Finally, it is fitting to summarize much of what has been stated in this closing section by making reference to the idea of determinism. Many people, whether carefully or haphazardly considered, have a view that assumes that God is exalted by ascribing to Him total control of all that happens in every event and circumstance. Often referred to as meticulous providence / sovereignty, this is very difficult to defend Biblically. It leads to “explaining away” certain clear statements and teaching in Scripture. It also eliminates (though there are efforts made to say that it does not) man’s moral freedom and responsibility. As well, it creates confusion about God’s character as we try to understand why He would cause people to sin and then judge them for the sin He caused them to commit.

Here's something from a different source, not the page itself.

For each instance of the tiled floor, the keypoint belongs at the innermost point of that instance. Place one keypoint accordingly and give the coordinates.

It would be beneficial for the body of Christ to maintain a greater sensitivity to the various modes of government exercised by God. We would benefit if we were to distinguish between moral and physical law, the realm of moral government and providential government (both applicable but distinct in God’s involvement in human history), and if we were to better understand and teach issues related to moral agency. Often, we are too quick to lock into a prevailing mode and evaluate everything through one limited, and consequently, distorted lens. It is my hope that this chapter offers some degree of clarification or, at least, inspiration for the reader to investigate such issues more deeply on his or her own.
 This use of “prophetic” is simply in reference to spiritually and morally insightful analysis.
 This is not an indictment against the morally pure regarding their impotence or inability but rather a commentary on the responses to the efforts and influences of the morally pure as they “touch” the world around them.